Nokia got over €5 billion from the handset business and its patent licenses from Microsoft. Many parties waited to see Nokia’s new strategy and how Nokia is going to use that money. Is Nokia going to start some new businesses, maybe acquire some companies, or start significant new research work? For example, wearable technology has been in some speculations, or if NSN is to acquire a competitor.

Chairman Risto Siilasmaa and CEO Rajeev Suri presented the new strategy in the last week. The main messages were that 1) NSN continues in its network business with a clear focus, 2) HERE continues with maps, location services and navigation, especially focusing on getting business from the automobile industry, and it also focuses on cloud based location services. So, nothing new there. Now that they also said that the phone business money goes to shareholders and lenders, there’s no reason to expect new leaps with acquisition and new projects.

The announcements were disappointing to those who expected Nokia could again do something new and innovative. Nokia has been a leading technology company in Europe and it has been one of the only few big consumer and communications technology providers outside the US. In that way the decline of Nokia has also had symbolic and geographical significance. US companies now also dominate the mobile ecosystems.

NSN will compete in the same series as Ericsson and Huawei. The network business has fierce competition and vendors look for better cost-efficiency all the time. And it is also a cyclical business depending on network investments. CEO Suri has been particularly strong in cutting cots and crystallizing focus.

HERE competes, for example, with Google’s and Apple’s map businesses. It is an independent supplier for mobile business, but it is hard to say, if it really helps them, when Android and iOS dominate the mobile business. It has won business in the automobile business, e.g. Toyota and some business from German manufacturers, but Google and Apple make progress in that domain and can offer more (e.g. content and other services) than HERE. Last weeks announcement about more cloud-based services is still unclear, and it doesn’t sound very new and innovative.

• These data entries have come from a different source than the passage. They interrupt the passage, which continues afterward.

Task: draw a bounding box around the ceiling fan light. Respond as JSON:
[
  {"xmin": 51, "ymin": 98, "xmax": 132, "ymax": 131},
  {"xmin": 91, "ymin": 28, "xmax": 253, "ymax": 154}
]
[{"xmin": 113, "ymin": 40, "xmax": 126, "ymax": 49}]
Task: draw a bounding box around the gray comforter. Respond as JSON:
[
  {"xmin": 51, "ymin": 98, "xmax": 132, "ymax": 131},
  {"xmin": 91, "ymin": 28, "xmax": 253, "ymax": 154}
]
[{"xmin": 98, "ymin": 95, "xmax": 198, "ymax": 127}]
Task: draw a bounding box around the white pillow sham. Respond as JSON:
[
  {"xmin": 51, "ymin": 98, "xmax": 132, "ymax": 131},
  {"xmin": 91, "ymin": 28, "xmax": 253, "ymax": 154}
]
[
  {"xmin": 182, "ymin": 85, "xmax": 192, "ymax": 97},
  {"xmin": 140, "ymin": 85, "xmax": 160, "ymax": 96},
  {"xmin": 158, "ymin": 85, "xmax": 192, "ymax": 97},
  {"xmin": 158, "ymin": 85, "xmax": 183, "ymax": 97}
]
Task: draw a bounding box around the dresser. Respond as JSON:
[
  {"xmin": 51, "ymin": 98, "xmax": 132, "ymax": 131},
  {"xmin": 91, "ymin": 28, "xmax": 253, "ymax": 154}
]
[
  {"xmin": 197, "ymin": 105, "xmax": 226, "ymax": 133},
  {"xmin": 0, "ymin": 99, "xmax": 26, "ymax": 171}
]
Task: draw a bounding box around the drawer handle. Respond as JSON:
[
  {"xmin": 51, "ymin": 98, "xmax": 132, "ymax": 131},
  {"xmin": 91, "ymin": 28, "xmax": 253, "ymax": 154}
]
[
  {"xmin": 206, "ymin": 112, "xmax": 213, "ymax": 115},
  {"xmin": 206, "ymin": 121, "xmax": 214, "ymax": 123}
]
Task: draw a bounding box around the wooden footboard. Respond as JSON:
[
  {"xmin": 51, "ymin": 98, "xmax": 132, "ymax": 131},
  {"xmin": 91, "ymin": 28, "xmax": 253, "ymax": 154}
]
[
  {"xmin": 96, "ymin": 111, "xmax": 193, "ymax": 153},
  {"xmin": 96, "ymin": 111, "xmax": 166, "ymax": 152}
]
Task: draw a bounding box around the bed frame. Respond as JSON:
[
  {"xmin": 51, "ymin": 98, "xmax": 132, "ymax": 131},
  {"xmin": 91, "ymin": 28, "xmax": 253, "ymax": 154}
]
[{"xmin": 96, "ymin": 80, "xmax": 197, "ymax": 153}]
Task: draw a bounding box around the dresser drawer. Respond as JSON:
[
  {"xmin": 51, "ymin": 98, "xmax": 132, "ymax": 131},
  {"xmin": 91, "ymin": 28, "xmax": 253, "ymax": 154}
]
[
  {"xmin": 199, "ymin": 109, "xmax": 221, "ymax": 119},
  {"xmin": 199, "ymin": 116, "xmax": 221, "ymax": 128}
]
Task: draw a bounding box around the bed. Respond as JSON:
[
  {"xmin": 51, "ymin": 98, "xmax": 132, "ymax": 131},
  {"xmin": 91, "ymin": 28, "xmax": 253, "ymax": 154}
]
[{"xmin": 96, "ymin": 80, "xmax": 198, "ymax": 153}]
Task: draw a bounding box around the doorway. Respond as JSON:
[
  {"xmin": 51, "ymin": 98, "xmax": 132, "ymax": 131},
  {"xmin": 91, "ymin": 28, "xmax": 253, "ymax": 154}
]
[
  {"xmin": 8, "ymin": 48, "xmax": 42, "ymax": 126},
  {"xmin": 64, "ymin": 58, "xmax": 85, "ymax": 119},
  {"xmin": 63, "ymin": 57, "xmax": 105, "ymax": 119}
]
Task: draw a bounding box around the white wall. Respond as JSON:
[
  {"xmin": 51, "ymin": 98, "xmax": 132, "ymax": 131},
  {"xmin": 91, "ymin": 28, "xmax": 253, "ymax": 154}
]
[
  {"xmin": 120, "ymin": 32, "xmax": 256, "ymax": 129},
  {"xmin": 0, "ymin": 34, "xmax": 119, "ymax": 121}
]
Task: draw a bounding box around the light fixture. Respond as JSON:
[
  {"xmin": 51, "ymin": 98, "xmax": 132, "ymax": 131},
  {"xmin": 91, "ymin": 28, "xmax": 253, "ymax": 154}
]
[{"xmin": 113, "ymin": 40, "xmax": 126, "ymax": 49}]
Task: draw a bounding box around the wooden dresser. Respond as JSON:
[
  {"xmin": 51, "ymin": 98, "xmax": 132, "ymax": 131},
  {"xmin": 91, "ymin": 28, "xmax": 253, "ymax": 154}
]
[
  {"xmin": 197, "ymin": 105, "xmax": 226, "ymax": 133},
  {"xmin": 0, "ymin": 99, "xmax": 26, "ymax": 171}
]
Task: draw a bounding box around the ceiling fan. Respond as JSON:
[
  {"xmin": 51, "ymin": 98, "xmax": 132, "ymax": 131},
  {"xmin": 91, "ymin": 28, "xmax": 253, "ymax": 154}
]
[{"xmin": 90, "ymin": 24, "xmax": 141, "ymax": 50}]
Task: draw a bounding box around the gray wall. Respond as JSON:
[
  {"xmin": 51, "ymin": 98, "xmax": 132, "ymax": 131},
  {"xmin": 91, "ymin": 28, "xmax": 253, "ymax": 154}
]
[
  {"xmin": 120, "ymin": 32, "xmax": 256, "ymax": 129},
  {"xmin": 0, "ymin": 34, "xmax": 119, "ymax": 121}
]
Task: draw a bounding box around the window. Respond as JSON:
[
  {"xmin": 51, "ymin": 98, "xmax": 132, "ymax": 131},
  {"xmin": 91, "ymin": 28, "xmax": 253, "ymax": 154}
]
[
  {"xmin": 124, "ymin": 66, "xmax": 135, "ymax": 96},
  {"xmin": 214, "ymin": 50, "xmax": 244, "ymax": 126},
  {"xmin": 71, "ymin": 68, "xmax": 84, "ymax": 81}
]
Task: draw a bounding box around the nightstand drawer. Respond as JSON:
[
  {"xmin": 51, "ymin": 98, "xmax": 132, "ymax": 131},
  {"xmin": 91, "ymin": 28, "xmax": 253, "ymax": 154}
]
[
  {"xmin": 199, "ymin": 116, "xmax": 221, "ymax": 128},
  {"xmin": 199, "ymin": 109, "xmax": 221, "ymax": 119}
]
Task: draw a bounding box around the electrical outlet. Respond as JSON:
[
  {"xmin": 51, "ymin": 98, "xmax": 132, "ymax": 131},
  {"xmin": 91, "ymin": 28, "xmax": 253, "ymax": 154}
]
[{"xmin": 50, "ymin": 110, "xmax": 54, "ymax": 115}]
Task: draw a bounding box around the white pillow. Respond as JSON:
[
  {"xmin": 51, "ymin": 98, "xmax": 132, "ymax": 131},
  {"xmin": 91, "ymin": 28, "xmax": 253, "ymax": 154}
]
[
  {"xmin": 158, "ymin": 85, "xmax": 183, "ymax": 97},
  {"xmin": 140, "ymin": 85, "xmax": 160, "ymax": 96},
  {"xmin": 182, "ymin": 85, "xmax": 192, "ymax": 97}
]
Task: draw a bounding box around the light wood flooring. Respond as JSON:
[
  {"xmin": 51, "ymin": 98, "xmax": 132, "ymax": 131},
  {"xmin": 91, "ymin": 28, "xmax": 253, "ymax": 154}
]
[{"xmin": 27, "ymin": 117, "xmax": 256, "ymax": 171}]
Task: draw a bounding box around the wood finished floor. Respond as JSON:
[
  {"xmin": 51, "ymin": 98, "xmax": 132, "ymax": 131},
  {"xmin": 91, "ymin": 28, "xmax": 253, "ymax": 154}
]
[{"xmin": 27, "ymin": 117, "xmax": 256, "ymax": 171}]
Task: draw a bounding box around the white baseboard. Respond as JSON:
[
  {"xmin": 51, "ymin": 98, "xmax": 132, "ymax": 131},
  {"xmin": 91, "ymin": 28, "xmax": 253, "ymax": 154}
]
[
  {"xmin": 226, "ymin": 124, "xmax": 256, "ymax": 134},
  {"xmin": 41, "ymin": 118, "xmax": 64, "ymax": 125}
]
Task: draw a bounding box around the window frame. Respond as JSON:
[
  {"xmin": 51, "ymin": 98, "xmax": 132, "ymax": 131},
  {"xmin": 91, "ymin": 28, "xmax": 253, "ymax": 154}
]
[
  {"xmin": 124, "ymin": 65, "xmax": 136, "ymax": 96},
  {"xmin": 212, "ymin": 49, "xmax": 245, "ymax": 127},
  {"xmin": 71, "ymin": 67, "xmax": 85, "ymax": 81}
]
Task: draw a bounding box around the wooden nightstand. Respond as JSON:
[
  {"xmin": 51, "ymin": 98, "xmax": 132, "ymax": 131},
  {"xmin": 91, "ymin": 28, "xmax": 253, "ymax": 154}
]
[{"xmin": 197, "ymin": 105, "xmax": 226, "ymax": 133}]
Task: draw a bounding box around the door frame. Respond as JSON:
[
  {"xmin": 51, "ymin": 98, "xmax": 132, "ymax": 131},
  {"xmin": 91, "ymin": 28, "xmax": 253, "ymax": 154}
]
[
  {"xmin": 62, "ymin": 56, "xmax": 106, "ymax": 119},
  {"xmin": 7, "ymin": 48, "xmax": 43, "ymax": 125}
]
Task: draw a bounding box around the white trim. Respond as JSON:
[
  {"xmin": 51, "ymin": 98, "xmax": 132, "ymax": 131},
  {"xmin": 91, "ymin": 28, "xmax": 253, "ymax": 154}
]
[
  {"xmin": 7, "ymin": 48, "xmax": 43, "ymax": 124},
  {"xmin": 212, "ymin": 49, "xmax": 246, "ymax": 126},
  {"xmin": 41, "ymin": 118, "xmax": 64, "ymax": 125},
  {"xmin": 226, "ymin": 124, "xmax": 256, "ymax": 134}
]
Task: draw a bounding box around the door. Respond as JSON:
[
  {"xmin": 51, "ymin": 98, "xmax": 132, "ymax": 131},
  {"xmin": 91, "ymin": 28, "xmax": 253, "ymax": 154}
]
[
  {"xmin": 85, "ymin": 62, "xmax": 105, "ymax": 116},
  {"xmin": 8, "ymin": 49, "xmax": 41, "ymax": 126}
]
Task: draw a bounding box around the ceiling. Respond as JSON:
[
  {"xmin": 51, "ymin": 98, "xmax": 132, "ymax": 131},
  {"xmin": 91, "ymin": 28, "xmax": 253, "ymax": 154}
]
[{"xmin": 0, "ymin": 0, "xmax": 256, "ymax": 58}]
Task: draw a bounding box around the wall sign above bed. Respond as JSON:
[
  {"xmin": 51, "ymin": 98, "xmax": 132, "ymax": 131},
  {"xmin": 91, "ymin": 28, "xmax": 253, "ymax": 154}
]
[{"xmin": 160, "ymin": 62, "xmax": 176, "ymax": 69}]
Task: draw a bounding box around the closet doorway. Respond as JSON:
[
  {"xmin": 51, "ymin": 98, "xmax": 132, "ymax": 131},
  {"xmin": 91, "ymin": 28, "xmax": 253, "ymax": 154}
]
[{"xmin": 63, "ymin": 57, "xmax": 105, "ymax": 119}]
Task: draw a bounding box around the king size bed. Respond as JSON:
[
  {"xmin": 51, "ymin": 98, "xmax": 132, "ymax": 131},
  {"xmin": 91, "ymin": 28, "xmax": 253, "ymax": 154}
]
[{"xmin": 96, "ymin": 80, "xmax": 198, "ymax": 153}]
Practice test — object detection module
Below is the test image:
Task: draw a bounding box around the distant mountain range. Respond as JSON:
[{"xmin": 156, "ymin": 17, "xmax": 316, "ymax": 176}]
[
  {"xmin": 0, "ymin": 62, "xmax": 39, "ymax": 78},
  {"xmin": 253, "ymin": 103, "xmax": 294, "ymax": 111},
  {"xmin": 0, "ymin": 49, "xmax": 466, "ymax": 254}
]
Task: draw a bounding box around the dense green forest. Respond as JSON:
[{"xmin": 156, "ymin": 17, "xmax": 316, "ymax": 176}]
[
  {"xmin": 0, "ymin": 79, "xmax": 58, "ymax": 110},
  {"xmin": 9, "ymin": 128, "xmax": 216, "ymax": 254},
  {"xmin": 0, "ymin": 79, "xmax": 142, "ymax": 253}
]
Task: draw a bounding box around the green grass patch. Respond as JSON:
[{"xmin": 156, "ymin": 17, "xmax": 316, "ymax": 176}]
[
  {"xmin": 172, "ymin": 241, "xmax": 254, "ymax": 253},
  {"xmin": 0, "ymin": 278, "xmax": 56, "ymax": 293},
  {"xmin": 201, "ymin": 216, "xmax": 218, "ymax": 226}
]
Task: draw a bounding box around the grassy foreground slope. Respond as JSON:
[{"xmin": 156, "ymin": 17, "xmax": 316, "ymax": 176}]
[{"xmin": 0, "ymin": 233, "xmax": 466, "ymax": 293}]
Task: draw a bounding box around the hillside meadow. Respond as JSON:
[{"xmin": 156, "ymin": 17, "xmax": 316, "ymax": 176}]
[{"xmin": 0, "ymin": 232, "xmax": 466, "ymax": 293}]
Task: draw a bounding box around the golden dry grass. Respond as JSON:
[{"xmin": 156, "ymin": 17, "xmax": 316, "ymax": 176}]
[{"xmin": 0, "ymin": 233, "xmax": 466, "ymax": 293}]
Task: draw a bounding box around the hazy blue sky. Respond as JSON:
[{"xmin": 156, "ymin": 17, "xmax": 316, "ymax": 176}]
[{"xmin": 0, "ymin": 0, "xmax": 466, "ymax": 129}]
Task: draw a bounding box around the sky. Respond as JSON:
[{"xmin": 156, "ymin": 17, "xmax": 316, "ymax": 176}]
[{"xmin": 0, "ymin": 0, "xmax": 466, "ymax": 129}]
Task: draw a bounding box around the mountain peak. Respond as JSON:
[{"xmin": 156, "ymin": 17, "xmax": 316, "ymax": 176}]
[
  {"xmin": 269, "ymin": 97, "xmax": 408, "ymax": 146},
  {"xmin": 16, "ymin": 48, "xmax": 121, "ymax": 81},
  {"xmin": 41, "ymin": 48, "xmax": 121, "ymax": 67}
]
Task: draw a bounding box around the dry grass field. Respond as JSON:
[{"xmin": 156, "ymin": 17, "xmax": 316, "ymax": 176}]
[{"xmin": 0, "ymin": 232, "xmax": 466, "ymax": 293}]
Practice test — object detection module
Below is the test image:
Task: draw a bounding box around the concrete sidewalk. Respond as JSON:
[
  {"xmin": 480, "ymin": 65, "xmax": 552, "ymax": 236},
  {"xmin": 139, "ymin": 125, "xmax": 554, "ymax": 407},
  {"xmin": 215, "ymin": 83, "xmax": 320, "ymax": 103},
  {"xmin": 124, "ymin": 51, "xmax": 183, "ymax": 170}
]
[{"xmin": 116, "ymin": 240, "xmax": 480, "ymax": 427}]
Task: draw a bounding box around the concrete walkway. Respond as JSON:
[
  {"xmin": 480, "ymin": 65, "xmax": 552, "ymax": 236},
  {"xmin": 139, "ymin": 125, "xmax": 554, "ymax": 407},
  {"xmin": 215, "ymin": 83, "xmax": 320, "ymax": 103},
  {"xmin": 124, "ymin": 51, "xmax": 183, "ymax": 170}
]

Nokia has re-invented itself many times during its 150-year-old history. In 1970’s and 1980’s its main businesses were rubber products, cables and paper, but it invested heavily in new areas like networks, radio technology and consumer products. After a hard time those investments started to pay back in 1990’s. Now it is hard to see that kind of future investment in the strategy. CEO Suri is a hard working numbers guy, but we don’t know yet, if he has larger visions. It looks more like Nokia is going to become a stable B2B industry company that can pay constant dividends to shareholders, but we cannot expect huge growth and game-changing innovations.